Body

We cover our bodies with all sorts of products—clothing, cosmetics, personal care products, and more. But if you want your inner environmental awareness to be reflected in your appearance, be sure to choose body wear that’s eco-conscious as well as attractive.

Whether you’re looking for new dress shoes, a warm wool sweater, yoga workout clothes, or some basic underwear, watch out for clothing’s greatest vice: cotton. Conventionally grown, this common fiber is a highly water- and pesticide-intensive crop. Producing 11 pairs of jeans takes about 20,000 gallons, enough water to fill the average swimming pool.[1] And a 100 percent cotton T-shirt actually contains 73 percent cotton—the remaining 27 percent is made up of chemicals and chemical residues.[2] The creation of wool and synthetic fabrics also has eco-downsides, making it difficult for even the most environmentally good-willed person to discern the right choice.

Perhaps equally perplexing is how to apply personal care and cosmetic products in such a way that we maintain good health without contributing to environmental problems. What woman (or man) isn't tempted by ads promising flawless beauty in a bottle, tube, or compact? But while beauty may only be skin deep, the products you apply to your body aren't. They're absorbed into your skin, and they don't stop there: when you wash your face, chemicals—including plasticizers, coal tar, and formaldehyde—go down the drain, affecting soil, water, and wildlife. What’s more, many of these products harbor harmful additives, such as parabens, triclosan, and phthalates, which can have a significant impact on human health and the health of ecosystems and wildlife.

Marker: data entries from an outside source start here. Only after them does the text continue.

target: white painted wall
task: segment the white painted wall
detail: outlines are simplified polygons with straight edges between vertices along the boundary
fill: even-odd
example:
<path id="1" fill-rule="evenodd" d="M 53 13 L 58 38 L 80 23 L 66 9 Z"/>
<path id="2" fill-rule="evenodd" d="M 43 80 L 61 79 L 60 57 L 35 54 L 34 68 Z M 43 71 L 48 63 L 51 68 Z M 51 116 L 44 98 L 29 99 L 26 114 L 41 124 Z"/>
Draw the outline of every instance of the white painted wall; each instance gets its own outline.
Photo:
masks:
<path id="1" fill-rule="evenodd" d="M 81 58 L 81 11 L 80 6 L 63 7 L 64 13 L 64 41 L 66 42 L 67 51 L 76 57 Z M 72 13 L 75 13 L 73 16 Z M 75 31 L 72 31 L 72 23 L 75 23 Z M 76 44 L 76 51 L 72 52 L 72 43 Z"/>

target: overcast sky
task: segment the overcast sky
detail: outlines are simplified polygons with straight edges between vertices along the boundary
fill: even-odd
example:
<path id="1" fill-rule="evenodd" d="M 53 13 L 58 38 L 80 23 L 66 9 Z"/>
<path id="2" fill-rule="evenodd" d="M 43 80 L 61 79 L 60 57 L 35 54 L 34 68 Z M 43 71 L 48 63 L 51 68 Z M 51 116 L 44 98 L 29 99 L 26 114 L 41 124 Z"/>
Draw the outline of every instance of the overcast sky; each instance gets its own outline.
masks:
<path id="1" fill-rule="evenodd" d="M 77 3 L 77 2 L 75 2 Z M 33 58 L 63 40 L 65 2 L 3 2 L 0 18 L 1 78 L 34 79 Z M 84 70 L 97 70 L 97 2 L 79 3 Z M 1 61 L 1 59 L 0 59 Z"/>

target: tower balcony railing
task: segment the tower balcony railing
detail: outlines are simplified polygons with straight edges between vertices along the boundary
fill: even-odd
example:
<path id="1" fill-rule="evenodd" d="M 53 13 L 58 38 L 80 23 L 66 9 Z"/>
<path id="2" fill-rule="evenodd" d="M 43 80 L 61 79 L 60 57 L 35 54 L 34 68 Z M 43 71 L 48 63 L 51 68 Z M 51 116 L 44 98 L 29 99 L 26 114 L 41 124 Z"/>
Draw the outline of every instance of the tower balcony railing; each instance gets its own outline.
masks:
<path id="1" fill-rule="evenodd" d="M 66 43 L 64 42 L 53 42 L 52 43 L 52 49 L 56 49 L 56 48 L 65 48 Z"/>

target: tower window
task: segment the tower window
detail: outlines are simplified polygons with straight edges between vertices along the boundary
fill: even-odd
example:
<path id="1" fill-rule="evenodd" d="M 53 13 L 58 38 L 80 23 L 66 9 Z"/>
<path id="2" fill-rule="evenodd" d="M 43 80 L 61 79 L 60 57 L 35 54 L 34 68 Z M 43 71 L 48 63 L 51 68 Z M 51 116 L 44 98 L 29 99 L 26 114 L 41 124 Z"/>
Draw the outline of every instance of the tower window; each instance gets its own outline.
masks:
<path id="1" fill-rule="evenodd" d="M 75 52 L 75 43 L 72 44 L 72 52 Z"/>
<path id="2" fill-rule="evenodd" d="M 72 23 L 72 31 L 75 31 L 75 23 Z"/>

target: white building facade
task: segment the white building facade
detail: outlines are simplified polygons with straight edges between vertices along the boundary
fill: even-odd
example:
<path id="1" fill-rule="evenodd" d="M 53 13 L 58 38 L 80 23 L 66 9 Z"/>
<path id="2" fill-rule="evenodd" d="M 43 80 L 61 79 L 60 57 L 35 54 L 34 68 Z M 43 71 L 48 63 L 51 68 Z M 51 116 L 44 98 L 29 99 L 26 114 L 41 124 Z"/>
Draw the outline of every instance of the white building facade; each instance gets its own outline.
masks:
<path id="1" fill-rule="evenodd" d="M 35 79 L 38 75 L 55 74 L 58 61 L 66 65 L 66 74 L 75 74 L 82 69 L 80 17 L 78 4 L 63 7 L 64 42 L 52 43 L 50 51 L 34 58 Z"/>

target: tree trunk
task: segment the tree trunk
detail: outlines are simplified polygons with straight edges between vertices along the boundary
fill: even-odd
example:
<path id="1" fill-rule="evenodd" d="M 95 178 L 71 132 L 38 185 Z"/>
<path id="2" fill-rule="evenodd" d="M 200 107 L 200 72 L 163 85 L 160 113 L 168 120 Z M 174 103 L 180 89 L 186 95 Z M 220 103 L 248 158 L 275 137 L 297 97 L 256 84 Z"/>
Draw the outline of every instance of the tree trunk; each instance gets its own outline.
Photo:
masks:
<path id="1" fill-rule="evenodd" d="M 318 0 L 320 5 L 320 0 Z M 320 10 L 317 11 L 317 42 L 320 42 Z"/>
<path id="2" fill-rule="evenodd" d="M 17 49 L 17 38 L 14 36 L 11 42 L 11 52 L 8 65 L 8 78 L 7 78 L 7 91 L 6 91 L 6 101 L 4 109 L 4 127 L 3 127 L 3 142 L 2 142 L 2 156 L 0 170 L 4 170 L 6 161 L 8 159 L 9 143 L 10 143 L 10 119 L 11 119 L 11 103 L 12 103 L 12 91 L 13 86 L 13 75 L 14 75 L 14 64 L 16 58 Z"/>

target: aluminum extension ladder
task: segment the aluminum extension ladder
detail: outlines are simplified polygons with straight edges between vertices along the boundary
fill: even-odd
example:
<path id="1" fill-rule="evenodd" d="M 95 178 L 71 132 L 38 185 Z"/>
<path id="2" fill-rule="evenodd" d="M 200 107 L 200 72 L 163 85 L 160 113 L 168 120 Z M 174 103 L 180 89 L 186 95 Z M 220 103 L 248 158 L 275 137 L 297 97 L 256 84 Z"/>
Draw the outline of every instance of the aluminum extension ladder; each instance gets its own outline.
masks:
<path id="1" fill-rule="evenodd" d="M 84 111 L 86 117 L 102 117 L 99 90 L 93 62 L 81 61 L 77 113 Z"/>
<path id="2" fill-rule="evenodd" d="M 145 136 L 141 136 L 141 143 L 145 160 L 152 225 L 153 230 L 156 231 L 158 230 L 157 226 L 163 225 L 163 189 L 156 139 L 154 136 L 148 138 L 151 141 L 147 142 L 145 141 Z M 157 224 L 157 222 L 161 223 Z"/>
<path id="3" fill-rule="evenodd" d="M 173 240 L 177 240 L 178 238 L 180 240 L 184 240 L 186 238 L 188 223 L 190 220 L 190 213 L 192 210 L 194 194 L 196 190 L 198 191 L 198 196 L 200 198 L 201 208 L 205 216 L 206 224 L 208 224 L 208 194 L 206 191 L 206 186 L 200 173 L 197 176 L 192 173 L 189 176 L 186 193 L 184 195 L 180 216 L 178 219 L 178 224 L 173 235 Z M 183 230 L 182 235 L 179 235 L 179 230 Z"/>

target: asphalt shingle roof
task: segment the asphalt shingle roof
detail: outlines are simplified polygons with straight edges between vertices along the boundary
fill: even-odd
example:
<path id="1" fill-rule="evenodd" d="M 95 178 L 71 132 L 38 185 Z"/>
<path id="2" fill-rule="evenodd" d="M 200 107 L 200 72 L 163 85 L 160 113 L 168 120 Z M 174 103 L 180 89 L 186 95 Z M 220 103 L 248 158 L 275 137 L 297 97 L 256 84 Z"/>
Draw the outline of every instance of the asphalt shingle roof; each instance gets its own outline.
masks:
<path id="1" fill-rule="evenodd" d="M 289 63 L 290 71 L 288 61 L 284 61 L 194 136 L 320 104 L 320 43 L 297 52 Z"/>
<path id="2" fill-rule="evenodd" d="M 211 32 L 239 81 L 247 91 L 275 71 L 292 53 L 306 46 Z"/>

The good news is that many companies now offer greener alternatives. Learn more about the effects of conventional products and find eco-friendlier options with GreenYour's guide to greener body.

Clothing

Cosmetics

Fitness and Health

Personal care

Glossary

  • parabens: This family of synthetic preservatives (which includes methyl-, ethyl-, propyl-, and butyl-parabens) can possibly disrupt the endocrine system.
  • phthalates: Phthalates are additives that are widely used in plastics and other materials, mainly to make them soft and flexible. They have applications in industry, in medicine, and in consumer products.
  • triclosan: An antibacterial agent. Effects may range from skin and eye irritation to the formation of dioxin and chloroform in the right circumstances, both probable carcinogens.